Clinical systems integration takes front and center at HIMSS16

Clinical systems integration takes front and center at HIMSS16

CLINICAL SYSTEMS INTEGRATION TAKES FRONT AND CENTER AT HIMSS16

MCIRCC’s Catalyst Team headed to Las Vegas earlier this month for the largest health IT conference in the country.

Las Vegas was the setting for HIMSS16, the largest health IT conference in the country, where 40,000+ healthcare professionals congregated and collaborated to solve the challenges faced in aggregating and interpreting the myriad of data collected in healthcare settings. The conference, attended by Catalyst Team members Mark Salamango, Ashwin Belle, Dan Stuart and Ray Aldrich, is especially relevant to MCIRCC as its data science and analytics team is a leader in healthcare data aggregation and analysis.

This year, the term on everyone’s mind was “clinical systems integration.” In healthcare settings, a wealth of data is available, but the sheer volume of data and disparate sources—or systems—from which the data is culled can combine to make meaningful use of the data difficult. Solving the complexity of healthcare data could open a whole new world of tools for physicians, improving outcomes for millions of patients.

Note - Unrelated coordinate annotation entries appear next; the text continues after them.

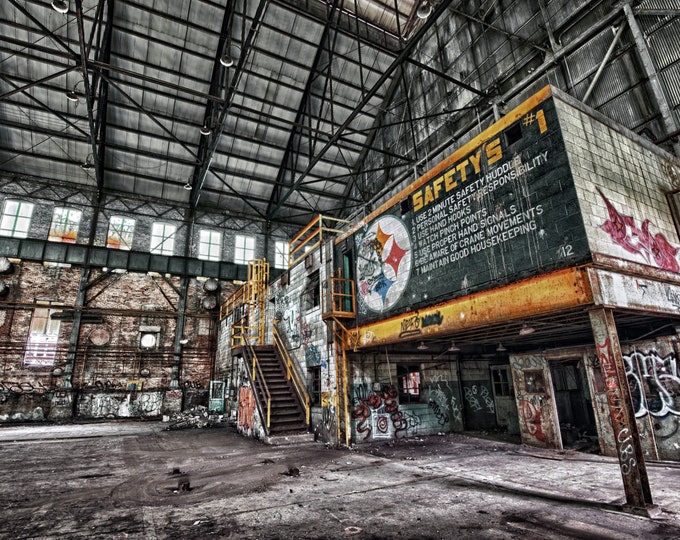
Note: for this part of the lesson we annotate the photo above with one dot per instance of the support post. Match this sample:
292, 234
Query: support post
626, 435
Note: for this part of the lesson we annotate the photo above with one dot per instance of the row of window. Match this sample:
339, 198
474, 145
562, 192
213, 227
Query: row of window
16, 220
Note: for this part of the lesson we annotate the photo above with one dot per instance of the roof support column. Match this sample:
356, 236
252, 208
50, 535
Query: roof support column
650, 70
626, 435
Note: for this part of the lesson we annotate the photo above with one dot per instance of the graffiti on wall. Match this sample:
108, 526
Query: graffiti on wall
130, 404
627, 460
288, 311
23, 387
479, 398
653, 248
246, 408
443, 404
654, 383
377, 412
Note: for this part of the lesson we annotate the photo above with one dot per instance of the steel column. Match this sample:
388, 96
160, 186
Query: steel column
650, 70
626, 435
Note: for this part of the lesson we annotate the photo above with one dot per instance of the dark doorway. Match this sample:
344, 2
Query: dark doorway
574, 405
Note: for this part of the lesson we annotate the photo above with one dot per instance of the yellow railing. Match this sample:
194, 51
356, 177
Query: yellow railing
248, 302
311, 237
257, 381
292, 374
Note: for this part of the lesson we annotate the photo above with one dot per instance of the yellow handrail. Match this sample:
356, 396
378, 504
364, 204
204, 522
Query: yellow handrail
293, 375
311, 237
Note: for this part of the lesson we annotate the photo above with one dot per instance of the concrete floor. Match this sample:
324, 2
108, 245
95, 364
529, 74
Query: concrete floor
122, 480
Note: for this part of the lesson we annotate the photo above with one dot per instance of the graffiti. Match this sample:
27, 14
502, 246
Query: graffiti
306, 333
615, 401
383, 401
520, 363
530, 414
410, 326
312, 356
25, 387
150, 404
653, 248
432, 319
471, 398
107, 385
654, 383
442, 418
246, 408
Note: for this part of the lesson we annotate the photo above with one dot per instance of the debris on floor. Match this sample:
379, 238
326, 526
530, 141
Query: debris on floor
196, 417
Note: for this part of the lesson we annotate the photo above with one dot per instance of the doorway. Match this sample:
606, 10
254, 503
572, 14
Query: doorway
574, 405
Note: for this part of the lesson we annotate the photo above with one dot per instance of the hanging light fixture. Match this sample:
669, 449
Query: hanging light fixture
60, 6
424, 10
87, 165
526, 330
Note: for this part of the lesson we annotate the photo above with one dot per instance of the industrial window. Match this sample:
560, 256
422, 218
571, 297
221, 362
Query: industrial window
210, 245
281, 255
501, 381
121, 231
16, 218
65, 224
163, 238
41, 346
244, 250
313, 291
315, 384
408, 378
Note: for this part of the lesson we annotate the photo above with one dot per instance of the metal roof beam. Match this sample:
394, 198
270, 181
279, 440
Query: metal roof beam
399, 60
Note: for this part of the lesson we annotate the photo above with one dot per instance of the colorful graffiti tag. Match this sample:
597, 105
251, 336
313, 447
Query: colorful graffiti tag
384, 264
376, 410
653, 248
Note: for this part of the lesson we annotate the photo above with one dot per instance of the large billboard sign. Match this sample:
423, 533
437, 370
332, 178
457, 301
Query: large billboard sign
501, 208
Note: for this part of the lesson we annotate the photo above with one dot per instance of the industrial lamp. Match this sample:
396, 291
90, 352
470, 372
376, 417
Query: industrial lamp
87, 165
424, 10
526, 330
60, 6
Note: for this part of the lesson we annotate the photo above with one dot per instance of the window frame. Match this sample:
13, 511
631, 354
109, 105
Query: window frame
69, 234
158, 243
242, 253
16, 218
210, 243
41, 343
119, 234
281, 255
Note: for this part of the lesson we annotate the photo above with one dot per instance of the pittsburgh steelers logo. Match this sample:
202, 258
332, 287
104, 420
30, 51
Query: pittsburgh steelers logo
384, 263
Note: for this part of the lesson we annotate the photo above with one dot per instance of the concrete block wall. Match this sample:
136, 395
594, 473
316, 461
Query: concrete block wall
631, 173
109, 377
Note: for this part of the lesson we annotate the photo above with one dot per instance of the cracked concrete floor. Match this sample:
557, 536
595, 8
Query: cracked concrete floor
135, 480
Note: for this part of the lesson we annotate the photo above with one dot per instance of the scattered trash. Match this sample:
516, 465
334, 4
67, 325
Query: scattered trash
292, 471
196, 417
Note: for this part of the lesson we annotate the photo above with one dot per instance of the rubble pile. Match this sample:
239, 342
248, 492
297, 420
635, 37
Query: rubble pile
196, 417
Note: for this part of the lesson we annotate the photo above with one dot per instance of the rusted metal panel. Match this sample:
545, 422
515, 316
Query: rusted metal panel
623, 291
538, 421
622, 414
553, 292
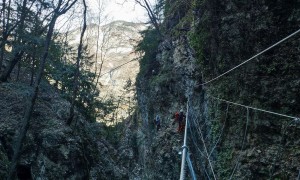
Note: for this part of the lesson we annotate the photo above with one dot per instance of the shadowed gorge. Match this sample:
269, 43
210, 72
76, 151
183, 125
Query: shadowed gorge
203, 90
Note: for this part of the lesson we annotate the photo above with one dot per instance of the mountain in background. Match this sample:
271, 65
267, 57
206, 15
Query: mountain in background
116, 64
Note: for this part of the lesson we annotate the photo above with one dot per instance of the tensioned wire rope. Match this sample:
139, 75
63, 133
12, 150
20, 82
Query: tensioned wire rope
258, 54
257, 109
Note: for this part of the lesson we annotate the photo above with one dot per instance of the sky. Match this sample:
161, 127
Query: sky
126, 10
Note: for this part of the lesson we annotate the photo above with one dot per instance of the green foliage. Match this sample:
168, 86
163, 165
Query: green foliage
223, 163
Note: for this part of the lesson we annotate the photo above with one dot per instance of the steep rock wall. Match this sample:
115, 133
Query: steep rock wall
203, 40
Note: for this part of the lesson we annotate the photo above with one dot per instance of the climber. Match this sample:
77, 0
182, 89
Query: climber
181, 121
157, 122
180, 117
176, 119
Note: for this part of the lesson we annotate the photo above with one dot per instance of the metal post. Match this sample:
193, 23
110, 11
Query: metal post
188, 159
184, 147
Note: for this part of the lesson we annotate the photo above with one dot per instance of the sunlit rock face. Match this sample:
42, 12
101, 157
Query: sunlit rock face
116, 63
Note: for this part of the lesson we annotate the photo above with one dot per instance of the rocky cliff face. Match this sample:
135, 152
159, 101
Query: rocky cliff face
51, 149
203, 40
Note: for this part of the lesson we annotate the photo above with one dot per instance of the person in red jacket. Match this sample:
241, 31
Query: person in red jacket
180, 117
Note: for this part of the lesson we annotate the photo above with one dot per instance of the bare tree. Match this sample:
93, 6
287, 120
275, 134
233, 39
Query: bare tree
152, 16
77, 73
60, 9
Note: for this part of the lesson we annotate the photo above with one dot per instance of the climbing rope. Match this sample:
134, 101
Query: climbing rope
265, 50
257, 109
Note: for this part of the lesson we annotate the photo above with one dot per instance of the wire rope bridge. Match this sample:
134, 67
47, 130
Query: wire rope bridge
186, 160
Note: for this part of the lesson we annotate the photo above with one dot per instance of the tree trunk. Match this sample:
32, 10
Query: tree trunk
11, 66
77, 73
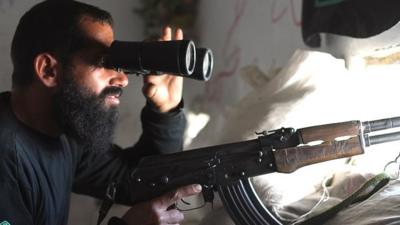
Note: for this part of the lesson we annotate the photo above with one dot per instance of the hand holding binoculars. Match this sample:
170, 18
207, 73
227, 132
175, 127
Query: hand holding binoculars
176, 57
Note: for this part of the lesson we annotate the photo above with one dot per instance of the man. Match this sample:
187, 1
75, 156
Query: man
56, 124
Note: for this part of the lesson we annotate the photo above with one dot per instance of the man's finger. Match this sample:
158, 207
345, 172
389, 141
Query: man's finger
172, 217
171, 197
166, 36
178, 34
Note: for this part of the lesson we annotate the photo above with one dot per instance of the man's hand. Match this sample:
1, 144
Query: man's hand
165, 91
155, 212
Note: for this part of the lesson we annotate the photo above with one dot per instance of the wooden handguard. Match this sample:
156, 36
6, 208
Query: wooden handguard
329, 132
290, 159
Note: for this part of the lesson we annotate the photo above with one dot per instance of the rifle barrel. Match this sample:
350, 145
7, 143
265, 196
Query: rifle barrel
382, 124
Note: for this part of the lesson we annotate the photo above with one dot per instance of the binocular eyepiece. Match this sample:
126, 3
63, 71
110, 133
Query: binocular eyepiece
177, 57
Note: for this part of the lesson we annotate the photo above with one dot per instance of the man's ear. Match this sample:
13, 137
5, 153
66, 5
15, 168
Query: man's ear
46, 69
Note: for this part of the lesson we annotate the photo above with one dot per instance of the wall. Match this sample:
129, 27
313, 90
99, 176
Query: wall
245, 35
251, 41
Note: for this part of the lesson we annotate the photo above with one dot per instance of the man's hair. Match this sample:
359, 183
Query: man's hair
52, 27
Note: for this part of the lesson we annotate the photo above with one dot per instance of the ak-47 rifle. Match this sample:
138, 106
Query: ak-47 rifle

Also discussed at HIMSS16, was data security. The amount of data available to physicians, data scientists and engineers in healthcare is overwhelming. However, a challenge is keeping that data, which could include a patient’s medical history, social security number or even something as simple as a patient’s age, safe and private. The advancement in interpretation methods for healthcare data must be matched by vigilance to ensure the data stays in the right hands, and HIPAA-compliant.

MCIRCC is uniquely situated to make crucial advancements in clinical systems integration because the data it collects and stores is not only structured, it is also streaming in real-time, continuous, and in waveform. Already, MCIRCC’s pioneering work, and reconciliation of structured and unstructured data streams led to the Analytic for Hemodynamic Instability (AHI). Ashwin Belle believes U-M has the winning combination of infrastructure, investment and talent to ensure that AHI is just the beginning.

“A variety of players in the industry today are enthusiastically developing point solutions to harmonize amorphous clinical data sources for meaningful use," Ashwin said. "However developing actionable insight and astute analytics from the such data requires more than just clean data. It also requires an eco-system of multidisciplinary innovators and clinical domain experts to work together in designing novel precision solutions for outstanding clinical problems. This is where the University of Michigan uniquely fosters such a rich and diverse ecosystem along with strategic investments for developing clinically viable and scalable solutions."